O halde eleştirel düşünmediğimiz şey alışılmış ve umulanın dışında olan bir düşünüş tarzıdır.Gündelik yaşamda kullanılan ve eksiklerini tespit etme, kışkırtma, olumsuz sonuçlara varma ve küçük düşürme değildir.Yani olguya ve olaya farklı bir bakış açısıyla bakabilme, farklı yorumlama yetisidir. Olguya değişik boyutları ve farklı yerlerden bakma, çok yönlü olarak incelemedir. Bu anlamda yapılan bir eleştiri, entelektüel standartlara erişmiş ve yaratıcı bir düşünüş için gerekli alan ve olanakları yaratmış olur. Bu aynı zaman da kaliteli bir düşünüş sürecidir de.
Eleştirel düşünce sağlıklı, barışık, mutlu ve üretken bir toplumun vazgeçilmez argümanlarından biridir. Böylesi toplumlarda birey ve toplum eleştirel düşünce sürecini sağlıklı olarak yaşadığından hem birey hem de toplum kesintisiz olarak kendini yenileyecek ve ileriye doğru yol alacaktır. Böylesi bir sağlam duruş ve eleştirel düşünüşten yoksunluk, gelişime ket vurduğu gibi kaosu ve baş bozukluğu da beraber getirecektir.

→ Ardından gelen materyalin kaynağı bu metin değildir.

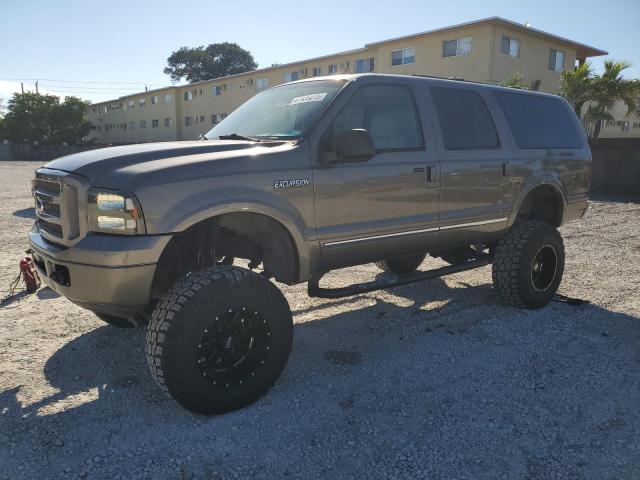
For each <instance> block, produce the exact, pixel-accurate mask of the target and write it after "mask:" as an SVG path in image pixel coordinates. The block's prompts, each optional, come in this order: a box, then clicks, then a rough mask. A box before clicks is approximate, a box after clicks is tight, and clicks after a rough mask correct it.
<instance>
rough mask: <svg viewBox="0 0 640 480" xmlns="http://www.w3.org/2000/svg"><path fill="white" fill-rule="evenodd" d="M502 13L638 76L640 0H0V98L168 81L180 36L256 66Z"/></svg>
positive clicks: (74, 90)
mask: <svg viewBox="0 0 640 480" xmlns="http://www.w3.org/2000/svg"><path fill="white" fill-rule="evenodd" d="M491 16H500V17H503V18H506V19H509V20H513V21H515V22H520V23H530V24H531V26H532V27H534V28H536V29H539V30H543V31H546V32H549V33H553V34H556V35H559V36H562V37H566V38H569V39H571V40H575V41H577V42H580V43H585V44H587V45H591V46H593V47H596V48H600V49H603V50H606V51H608V52H609V57H598V58H595V59H593V63H594V67H595V68H596V70H601V68H602V61H603V59H604V58H611V59H615V60H622V59H624V60H628V61H631V62H632V63H633V65H634V67H633V68H631V69H629V70H628V71H627V72H626V75H625V76H627V77H628V78H640V0H608V1H606V2H602V1H601V0H537V1H526V2H524V1H521V0H520V1H518V0H515V1H514V0H483V1H478V0H456V1H455V2H443V1H441V0H440V1H437V2H436V1H432V0H394V1H393V2H383V1H379V0H378V1H370V2H364V1H361V2H356V1H350V0H322V1H321V2H313V3H312V2H304V1H302V0H298V1H278V0H274V1H271V2H265V1H264V0H263V1H254V0H242V1H237V0H232V1H228V2H202V1H192V0H180V1H168V0H154V1H137V0H128V1H122V0H105V1H99V2H96V1H87V0H82V1H77V0H58V1H51V0H2V1H1V2H0V98H4V101H5V103H6V101H7V99H8V98H9V97H10V96H11V94H12V92H14V91H18V90H19V89H20V82H23V83H24V86H25V90H34V82H35V81H36V79H38V80H39V90H40V92H45V93H53V94H56V95H58V96H60V97H64V96H66V95H76V96H80V97H82V98H85V99H87V100H91V101H104V100H109V99H112V98H117V97H119V96H121V95H126V94H130V93H135V92H139V91H143V90H144V88H145V85H146V86H147V87H148V88H149V89H153V88H159V87H162V86H166V85H170V84H171V82H170V79H169V77H168V76H167V75H165V74H164V73H163V72H162V70H163V68H164V67H165V66H166V59H167V57H168V56H169V55H170V54H171V52H173V51H174V50H177V49H178V48H180V47H181V46H189V47H195V46H200V45H207V44H209V43H216V42H236V43H238V44H239V45H240V46H242V47H243V48H245V49H247V50H249V51H250V52H251V53H252V54H253V56H254V57H255V59H256V61H257V62H258V64H259V68H263V67H268V66H270V65H272V64H273V63H288V62H294V61H298V60H304V59H306V58H312V57H317V56H322V55H327V54H331V53H335V52H340V51H344V50H350V49H354V48H359V47H362V46H364V44H366V43H371V42H375V41H378V40H384V39H387V38H392V37H397V36H402V35H407V34H411V33H417V32H422V31H425V30H431V29H434V28H440V27H445V26H448V25H453V24H457V23H463V22H467V21H472V20H477V19H481V18H486V17H491Z"/></svg>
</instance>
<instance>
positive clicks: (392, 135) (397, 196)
mask: <svg viewBox="0 0 640 480" xmlns="http://www.w3.org/2000/svg"><path fill="white" fill-rule="evenodd" d="M350 129H365V130H367V131H368V132H369V134H370V135H371V137H372V140H373V143H374V146H375V150H376V153H375V155H373V156H372V157H371V158H368V159H366V160H363V161H357V162H354V161H346V160H344V159H343V160H340V159H339V155H336V154H335V153H334V152H331V150H332V149H334V150H335V149H336V138H337V136H338V135H339V134H340V133H343V132H345V131H347V130H350ZM320 144H321V145H320V147H319V156H320V157H321V158H322V156H323V155H325V156H326V153H327V152H326V150H329V151H330V152H329V153H330V154H334V155H335V157H336V158H337V160H336V161H335V162H331V163H319V164H318V165H317V166H316V167H315V168H314V171H313V177H314V185H315V215H316V226H317V232H318V237H319V241H320V246H321V251H322V256H323V264H324V266H325V267H327V268H339V267H342V266H347V265H355V264H359V263H365V262H368V261H374V260H379V259H382V258H394V257H399V256H403V255H408V254H411V253H416V252H422V251H426V250H427V249H428V247H429V245H431V244H433V243H435V241H436V237H437V235H438V232H437V230H438V194H439V175H438V173H439V165H438V162H437V159H436V158H437V157H436V156H435V152H434V150H435V149H433V148H432V149H427V148H425V142H424V134H423V129H422V122H421V121H420V116H419V113H418V109H417V107H416V102H415V99H414V94H413V91H412V90H411V88H410V87H409V86H408V85H402V84H398V82H397V81H395V82H394V83H387V84H385V83H376V84H368V85H367V84H365V85H363V86H360V87H359V88H358V89H357V90H355V92H353V94H352V95H351V97H350V98H349V99H348V100H347V102H346V103H345V104H344V105H343V107H342V109H341V110H340V111H339V113H338V114H337V115H336V117H335V119H334V120H333V121H332V122H331V124H330V125H329V127H328V128H327V130H326V132H325V133H324V134H323V140H321V142H320ZM323 150H324V151H323Z"/></svg>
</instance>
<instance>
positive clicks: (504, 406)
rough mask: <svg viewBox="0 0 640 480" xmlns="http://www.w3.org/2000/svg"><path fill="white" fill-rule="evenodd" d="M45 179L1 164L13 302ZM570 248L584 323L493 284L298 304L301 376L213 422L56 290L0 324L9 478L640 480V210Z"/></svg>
mask: <svg viewBox="0 0 640 480" xmlns="http://www.w3.org/2000/svg"><path fill="white" fill-rule="evenodd" d="M39 166H40V164H36V163H28V162H13V163H8V162H4V163H3V162H0V245H2V247H1V250H0V292H4V290H5V286H6V285H8V283H9V281H10V280H11V279H12V278H13V277H14V276H15V274H16V273H17V264H18V261H19V259H20V257H21V256H22V254H23V251H24V249H25V248H26V246H27V242H26V236H27V232H28V230H29V229H30V227H31V225H32V222H33V220H32V218H30V216H31V212H30V210H29V209H30V207H31V204H32V201H31V198H30V193H29V180H30V179H31V177H32V175H33V170H34V169H35V168H37V167H39ZM562 234H563V236H564V238H565V243H566V246H567V257H568V258H567V266H566V270H565V278H564V281H563V283H562V286H561V292H562V293H564V294H566V295H569V296H576V297H580V298H584V299H587V300H590V301H591V302H592V303H591V304H590V305H588V306H582V307H574V306H570V305H567V304H563V303H559V302H553V303H552V304H551V305H549V306H548V307H547V308H545V309H542V310H539V311H518V310H513V309H510V308H506V307H503V306H502V305H500V303H499V302H498V299H497V297H496V295H495V294H494V292H493V290H492V288H491V278H490V270H489V268H488V267H485V268H482V269H479V270H475V271H472V272H466V273H461V274H457V275H452V276H450V277H447V278H445V279H437V280H433V281H429V282H425V283H422V284H417V285H413V286H405V287H401V288H396V289H393V290H390V291H385V292H374V293H371V294H367V295H361V296H358V297H355V298H349V299H342V300H337V301H327V300H319V299H310V298H308V297H307V296H306V286H305V285H300V286H297V287H293V288H289V287H285V288H284V291H285V294H286V296H287V299H288V300H289V303H290V304H291V308H292V310H293V312H294V319H295V323H296V326H295V333H294V334H295V340H294V346H293V352H292V355H291V358H290V361H289V365H288V367H287V370H286V371H285V373H284V374H283V376H282V378H281V379H280V381H279V382H278V384H277V385H276V386H275V388H273V389H272V390H271V391H270V392H269V393H268V394H267V395H266V396H265V397H264V398H263V399H261V400H260V401H258V402H257V403H255V404H254V405H252V406H250V407H248V408H245V409H244V410H241V411H238V412H234V413H231V414H227V415H224V416H219V417H212V418H205V417H198V416H194V415H192V414H190V413H188V412H187V411H185V410H183V409H181V408H180V407H178V406H177V405H176V404H174V403H173V402H172V401H170V400H169V399H167V398H165V396H164V395H163V394H162V393H161V392H160V391H159V390H158V389H157V387H156V386H155V384H154V383H153V381H152V379H151V377H150V375H149V373H148V371H147V366H146V362H145V358H144V352H143V345H144V331H143V330H137V331H131V330H119V329H116V328H113V327H109V326H105V325H104V324H102V323H101V322H100V321H99V320H98V319H97V318H95V317H94V316H93V315H92V314H91V313H90V312H88V311H85V310H82V309H80V308H79V307H76V306H74V305H72V304H71V303H69V302H68V301H67V300H65V299H64V298H60V297H57V296H56V295H55V294H53V293H52V292H51V291H50V290H48V289H42V290H40V291H39V292H38V293H37V294H36V295H30V296H25V297H23V298H21V299H19V300H18V301H14V302H12V303H10V304H8V305H6V306H1V307H0V478H7V479H16V478H25V479H31V478H65V477H69V478H78V477H80V478H181V479H182V478H208V479H222V478H225V479H226V478H332V479H333V478H447V479H448V478H468V479H474V480H475V479H482V478H487V479H494V478H536V479H537V478H554V479H555V478H558V479H560V478H589V479H607V478H611V479H613V478H618V479H635V478H640V409H639V408H638V405H640V387H639V385H640V368H639V367H640V322H639V321H638V317H639V316H640V297H639V292H640V272H639V269H640V266H639V265H640V239H639V234H640V203H638V202H635V203H634V202H622V201H620V202H615V201H607V200H605V199H600V200H598V201H594V202H593V203H592V206H591V209H590V211H589V213H588V215H587V217H586V218H585V219H583V220H581V221H578V222H574V223H572V224H570V225H568V226H566V227H563V228H562ZM429 264H435V261H433V260H428V261H427V262H426V264H425V265H424V266H423V268H426V267H428V266H429ZM377 273H378V271H377V270H376V268H375V267H374V266H373V265H366V266H362V267H358V268H351V269H347V270H343V271H340V272H336V273H334V274H332V275H333V278H334V281H335V282H336V283H346V282H349V281H352V280H355V279H368V278H371V277H373V276H374V275H376V274H377Z"/></svg>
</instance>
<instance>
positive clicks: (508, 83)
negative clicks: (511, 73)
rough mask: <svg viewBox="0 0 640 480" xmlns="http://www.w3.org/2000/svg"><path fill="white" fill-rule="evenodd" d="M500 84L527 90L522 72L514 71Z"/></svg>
mask: <svg viewBox="0 0 640 480" xmlns="http://www.w3.org/2000/svg"><path fill="white" fill-rule="evenodd" d="M500 86H502V87H510V88H520V89H522V90H527V86H526V85H525V83H524V78H523V76H522V74H521V73H520V72H513V73H512V74H511V75H509V77H508V78H507V79H506V80H505V81H504V82H502V83H501V84H500Z"/></svg>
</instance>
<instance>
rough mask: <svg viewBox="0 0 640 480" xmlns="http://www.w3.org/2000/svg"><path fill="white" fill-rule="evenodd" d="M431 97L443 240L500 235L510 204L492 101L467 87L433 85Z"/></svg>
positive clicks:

Ülkemizde verilen eğitimin özgür düşünceli yurttaşlar yetiştirme ve eleştirel düşünebilen insanlar yetiştirmeden bir hayli uzak olduğu için, herhangi bir olgunun eleştirilmesi karşısında öfkeye kapılıyor ya da kasıt arıyoruz. Oysa yapılan eleştiriden dersler çıkarmalı, bir daha aynı hataya tekrar düşmemeye özen göstermeliyiz.
Eleştiriye kapalı toplumların veya bireylerin gelişme şansları yoktur. Özellikle de eğitim süreci bu eleştirel düşünüş özelliğini yitirir, hatta bunu küçümserse, yetişen nesiller tek tip, taklitçi, itaatkar ve biat kültürünün birer elemanı olmanın ötesine gidemezler.
Eleştiri, kısır tartışma ve çekişmelere meydan verecek tarzda olmamalıdır. Keza bağnazca bir hayranlığın ifadesi de olmamalıdır. Tersine, araştıran, sorgulayan, farklı bir bakışın ürünü olduğunu hissettiren ve gelecekte bir değer olabilecek kriterlere sahip olmalıdır. Yoksa “kaş yapayım derken, göz çıkarmak” deyimine uygun ve telafisi imkansız sonuçlar doğurur.
Yapılan her eleştirinin mutlak doğruluğu gibi kesin bir yargı da yoktur. Bu nedenle herhangi bir olgu veya olayla ilgili yapılan bir eleştiri ileride başka bir eleştirinin de hedefi olabilir. Zira onun doğru veya yanlışlığı da belli bir süre sonra anlaşılır. En makbul eleştiri zamana karşı dayanabilen ve yaşanan gerçekliğe uygun olan eleştiridir.
Eleştirmekten ve eleştirilmekten korkmayalım. Unutmayalım ki gelişim ve dönüşümün anahtarı eleştirel düşünüş ve onun pratiğe konulmasından geçer.